Romania’s challenges with regulation
For Iulian Lolea, the issue is not whether deregulation is necessary but whether Romania’s political system is ready for it. “We hope for something similar to the Polish model, because our government needs this kind of help from the private sector. Dialogue exists, but the pace of regulation has been too high, driven by fiscal needs rather than strategic reforms. We are waiting for more openness.”
He also pointed out how EU-level overregulation trickles down disproportionately in Romania: “Banking, energy, raw materials, and furniture manufacturing are sectors where EU rules make us less competitive compared to Asia. Add fiscal deficits and inconsistent taxes, and you block investment instead of stimulating it.”
Smarter, faster, more predictable
Horia Grigorescu shifted the focus from deregulation to “smart regulation.” “It’s not about more or less regulation, it’s about smarter, better, and timely regulation. Too often, we regulate years after the real event has already happened. With AI, with blockchain, with energy, we are always unprepared. Markets struggle, and then we accuse them of not being perfect.”
He emphasized the need for speed and foresight: “We are not short of money, ideas, or technology. We are short of speed. The cost of bureaucracy falls hardest on small and medium enterprises, which cannot afford armies of consultants. And investors don’t mind risk, they mind wasted time. Today, in Romania, it takes longer to get permits than to implement projects. That is insane.”
Grigorescu also warned against the “populist reflex” in Europe: “Every time there is a crisis, energy, migration, war, the response is more regulation. Layer after layer, until we bury our own industries. Capital flows where it moves fastest, and Europe is not moving fast enough.”
Risks of deregulation and regulatory capture
Chirițoiu acknowledged the paradox: even regulators want fewer rules. “We like our own regulations, but we don’t like other agencies’ regulations. We’re working with the OECD to simplify permits and licenses. But deregulation is resisted inside ministries, because it threatens status, influence, and sometimes jobs.”

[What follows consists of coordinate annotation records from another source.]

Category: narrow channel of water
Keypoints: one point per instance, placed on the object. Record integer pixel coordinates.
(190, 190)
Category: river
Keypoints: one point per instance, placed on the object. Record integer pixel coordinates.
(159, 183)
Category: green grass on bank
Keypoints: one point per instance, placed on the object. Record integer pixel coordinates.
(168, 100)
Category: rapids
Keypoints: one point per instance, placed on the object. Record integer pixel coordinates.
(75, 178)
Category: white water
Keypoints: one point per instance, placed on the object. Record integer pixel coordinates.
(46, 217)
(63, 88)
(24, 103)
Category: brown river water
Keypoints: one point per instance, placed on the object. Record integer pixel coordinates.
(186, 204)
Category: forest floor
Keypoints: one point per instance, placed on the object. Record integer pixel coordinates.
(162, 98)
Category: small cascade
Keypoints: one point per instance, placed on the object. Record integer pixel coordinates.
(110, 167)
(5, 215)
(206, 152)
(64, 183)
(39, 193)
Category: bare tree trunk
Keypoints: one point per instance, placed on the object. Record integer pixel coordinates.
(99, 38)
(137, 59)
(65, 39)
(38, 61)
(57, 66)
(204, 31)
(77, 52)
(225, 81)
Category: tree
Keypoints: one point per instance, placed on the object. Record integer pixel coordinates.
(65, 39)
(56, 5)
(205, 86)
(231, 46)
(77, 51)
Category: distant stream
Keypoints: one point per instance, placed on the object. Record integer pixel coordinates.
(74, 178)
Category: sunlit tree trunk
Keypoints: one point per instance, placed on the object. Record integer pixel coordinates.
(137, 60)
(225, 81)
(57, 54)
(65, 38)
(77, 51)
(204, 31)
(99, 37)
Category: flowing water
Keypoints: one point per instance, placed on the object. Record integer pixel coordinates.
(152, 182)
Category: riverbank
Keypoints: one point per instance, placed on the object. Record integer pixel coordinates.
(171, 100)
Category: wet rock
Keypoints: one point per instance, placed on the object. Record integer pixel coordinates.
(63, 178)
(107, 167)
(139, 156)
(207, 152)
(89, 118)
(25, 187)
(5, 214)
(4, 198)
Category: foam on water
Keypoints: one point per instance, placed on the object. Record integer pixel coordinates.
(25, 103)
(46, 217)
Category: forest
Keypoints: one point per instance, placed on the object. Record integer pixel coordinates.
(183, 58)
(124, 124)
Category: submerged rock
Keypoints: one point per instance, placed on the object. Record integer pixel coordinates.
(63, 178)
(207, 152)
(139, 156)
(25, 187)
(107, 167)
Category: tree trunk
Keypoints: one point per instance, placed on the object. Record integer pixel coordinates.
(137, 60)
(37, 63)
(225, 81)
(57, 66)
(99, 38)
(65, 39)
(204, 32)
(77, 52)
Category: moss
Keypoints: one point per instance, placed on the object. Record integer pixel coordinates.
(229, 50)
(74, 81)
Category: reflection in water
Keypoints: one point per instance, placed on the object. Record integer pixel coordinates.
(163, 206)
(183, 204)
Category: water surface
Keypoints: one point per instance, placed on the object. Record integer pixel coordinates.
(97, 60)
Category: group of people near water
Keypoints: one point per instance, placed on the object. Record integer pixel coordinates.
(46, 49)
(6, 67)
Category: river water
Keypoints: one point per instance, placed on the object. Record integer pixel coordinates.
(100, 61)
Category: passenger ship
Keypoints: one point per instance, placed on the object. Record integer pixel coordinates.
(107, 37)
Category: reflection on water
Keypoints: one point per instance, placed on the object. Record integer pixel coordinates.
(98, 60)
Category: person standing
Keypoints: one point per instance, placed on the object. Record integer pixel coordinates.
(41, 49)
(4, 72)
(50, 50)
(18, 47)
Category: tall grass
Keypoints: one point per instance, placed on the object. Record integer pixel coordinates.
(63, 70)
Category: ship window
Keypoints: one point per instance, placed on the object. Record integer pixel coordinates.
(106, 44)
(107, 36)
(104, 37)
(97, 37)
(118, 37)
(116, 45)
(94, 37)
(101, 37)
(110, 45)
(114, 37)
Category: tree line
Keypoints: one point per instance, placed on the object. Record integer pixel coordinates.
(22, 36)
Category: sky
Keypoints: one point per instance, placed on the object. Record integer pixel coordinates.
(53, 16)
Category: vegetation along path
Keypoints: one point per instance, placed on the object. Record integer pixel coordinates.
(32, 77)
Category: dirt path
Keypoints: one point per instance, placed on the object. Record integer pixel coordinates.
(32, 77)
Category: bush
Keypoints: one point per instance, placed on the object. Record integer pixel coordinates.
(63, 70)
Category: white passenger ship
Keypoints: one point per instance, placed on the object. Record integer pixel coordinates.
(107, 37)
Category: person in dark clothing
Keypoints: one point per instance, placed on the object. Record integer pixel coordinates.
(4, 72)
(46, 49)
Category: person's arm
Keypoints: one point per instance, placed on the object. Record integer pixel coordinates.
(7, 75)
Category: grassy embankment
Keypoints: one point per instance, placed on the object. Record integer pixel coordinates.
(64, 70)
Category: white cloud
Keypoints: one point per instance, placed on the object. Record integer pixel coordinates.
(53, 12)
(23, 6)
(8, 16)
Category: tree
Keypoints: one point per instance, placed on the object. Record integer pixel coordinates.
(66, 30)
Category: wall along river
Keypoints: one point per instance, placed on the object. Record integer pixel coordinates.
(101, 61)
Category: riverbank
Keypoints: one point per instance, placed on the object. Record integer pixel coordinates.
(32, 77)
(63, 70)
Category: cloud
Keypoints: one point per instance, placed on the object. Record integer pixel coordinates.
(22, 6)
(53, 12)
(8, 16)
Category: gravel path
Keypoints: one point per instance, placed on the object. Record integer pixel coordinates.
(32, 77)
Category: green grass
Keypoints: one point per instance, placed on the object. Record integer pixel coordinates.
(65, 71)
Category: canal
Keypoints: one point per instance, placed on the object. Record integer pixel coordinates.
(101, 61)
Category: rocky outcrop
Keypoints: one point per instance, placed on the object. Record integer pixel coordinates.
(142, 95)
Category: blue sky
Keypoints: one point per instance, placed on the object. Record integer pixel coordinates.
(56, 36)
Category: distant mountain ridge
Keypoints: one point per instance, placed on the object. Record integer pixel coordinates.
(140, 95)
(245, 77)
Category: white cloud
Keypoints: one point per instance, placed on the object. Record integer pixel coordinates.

He pointed to the risk of “regulatory capture.” “Often, regulations are not just mindless bureaucracy, they are demanded by incumbents who want to keep out new players. Look at the taxi industry lobbying for 10 years to stop Uber. Regulation can be a barrier to entry, not just a consumer safeguard.”
Chirițoiu’s conclusion was pragmatic: “Nobody says we want more bureaucracy. The challenge is how to achieve less. Consultation takes time, vested interests resist change, and coalition governments make coordination even harder.”
A question of balance
The panel ultimately underscored that deregulation is not an end in itself. Businesses in both Poland and Romania need simpler, faster, and more predictable rules to compete globally. But deregulation without balance risks unfair competition, weaker consumer protection, and more populist pressure for quick fixes.
As Grigorescu summed up, “We must stop regulating for the past and start regulating for the future.” And as Makowiecka-Gatza reminded, Poland’s experiment shows that trust and transparency are possible when governments and businesses work together.
In Romania, the task remains unfinished: to cut through bureaucracy without cutting into accountability, and to ensure that regulation becomes a driver, not a brake, on competitiveness.